First, it helps to understand what conditional residence is. This status is much like permanent residence. In both cases, one receives lawful U.S. residence and a "green card." In the short term, this comes with the same rights and responsibilities as all green card holders have, such as the right to travel and to work in the United States without needing separate work authorization.
However, a conditional resident's green card—and the underlying status—expire after two years. This gives U.S. Citizenship and Immigration Services (USCIS) a chance to reevaluate the person's case and make sure it doesn't involve marriage fraud. If, close to the end of those two years, a conditional resident fails to take steps to convert from conditional to permanent residence (as described below), that person will lose status in the United States and be subject to removal (deportation).
Immigrants who marry U.S. citizens must often go through two years of conditional residence before applying to convert to permanent residence (if their marriage was less than two years old at the time of being approved for the green card).
Immigrants who get their green cards as entrepreneurs (in category EB-5, by investing at least $500,000 in a U.S. business) must also spend two years as conditional residents before becoming permanent residents.
The bottom line is that if you spend two years as a U.S. conditional resident, but you become a permanent resident at the end of them, you can count your years of residence starting at the date you were approved for conditional residence toward the number of years you need as a lawful permanent resident before applying for naturalization. You will ordinarily find that approval date on your permanent green card (unless, of course, you haven't received it yet).
Fortunately, for people who have spent two years as a conditional resident, those two years count as permanent residence when it comes to applying for naturalized U.S. citizenship—on one condition. You must have successfully become a permanent resident at the end of those years.
That requires submitting an application to USCIS to remove the conditions on your residence. You will do so using Form I-751 if you obtained your residence on the basis of marriage and Form I-829 if you obtained residence as an investor or entrepreneur. If all goes well, you will successfully demonstrate your continued eligibility for a U.S. green card and ultimately receive USCIS approval.

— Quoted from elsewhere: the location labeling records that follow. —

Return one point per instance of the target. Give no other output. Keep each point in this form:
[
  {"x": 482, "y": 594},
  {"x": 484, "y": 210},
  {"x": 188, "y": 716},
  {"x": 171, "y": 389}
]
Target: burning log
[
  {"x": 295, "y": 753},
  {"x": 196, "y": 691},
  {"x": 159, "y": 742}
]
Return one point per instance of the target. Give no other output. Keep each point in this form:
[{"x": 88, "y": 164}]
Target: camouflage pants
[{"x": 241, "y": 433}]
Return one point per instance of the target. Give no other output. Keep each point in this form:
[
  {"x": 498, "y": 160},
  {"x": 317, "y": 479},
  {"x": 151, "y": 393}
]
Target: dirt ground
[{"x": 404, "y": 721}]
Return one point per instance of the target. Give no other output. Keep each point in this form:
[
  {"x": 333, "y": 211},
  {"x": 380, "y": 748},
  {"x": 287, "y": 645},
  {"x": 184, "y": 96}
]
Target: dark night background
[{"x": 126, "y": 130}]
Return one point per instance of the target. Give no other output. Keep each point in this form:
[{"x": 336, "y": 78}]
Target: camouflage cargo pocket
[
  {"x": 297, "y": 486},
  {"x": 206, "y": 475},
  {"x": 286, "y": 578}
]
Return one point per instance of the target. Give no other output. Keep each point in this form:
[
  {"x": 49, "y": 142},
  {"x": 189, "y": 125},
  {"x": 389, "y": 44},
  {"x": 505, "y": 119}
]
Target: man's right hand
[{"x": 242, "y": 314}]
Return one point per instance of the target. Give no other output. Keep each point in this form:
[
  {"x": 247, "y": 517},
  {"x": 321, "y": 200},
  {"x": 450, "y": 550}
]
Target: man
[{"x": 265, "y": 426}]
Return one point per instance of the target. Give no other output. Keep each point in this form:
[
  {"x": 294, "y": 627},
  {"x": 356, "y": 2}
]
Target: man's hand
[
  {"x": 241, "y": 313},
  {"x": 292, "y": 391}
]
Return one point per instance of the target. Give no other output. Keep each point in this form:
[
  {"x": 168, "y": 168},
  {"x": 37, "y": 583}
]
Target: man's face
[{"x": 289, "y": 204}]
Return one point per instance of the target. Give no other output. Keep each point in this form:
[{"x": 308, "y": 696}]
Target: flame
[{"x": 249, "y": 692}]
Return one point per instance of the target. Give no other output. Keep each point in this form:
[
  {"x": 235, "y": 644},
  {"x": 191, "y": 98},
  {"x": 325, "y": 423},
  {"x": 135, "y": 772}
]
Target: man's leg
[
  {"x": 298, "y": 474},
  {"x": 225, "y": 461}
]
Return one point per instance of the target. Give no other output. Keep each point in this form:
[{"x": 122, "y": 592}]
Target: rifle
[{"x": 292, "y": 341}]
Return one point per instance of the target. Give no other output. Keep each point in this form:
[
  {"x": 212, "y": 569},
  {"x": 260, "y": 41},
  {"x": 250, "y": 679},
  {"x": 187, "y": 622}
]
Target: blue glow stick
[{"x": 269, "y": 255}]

Unfortunately, you can wait so long for USCIS to take action on your I-751 application that you will have accrued far more time than is necessary for you to become eligible to apply for naturalized U.S. citizenship. In such circumstances, USCIS will sometimes allow people to submit their N-400 naturalization application even before the conditions on their residence have been approved. USCIS would then make a decision on both applications, ideally during the naturalization interview. Talk to a lawyer for details on this, because USCIS doesn't always act consistently, and has been known to put an approvable naturalization application on hold pending a separate decision on the I-751.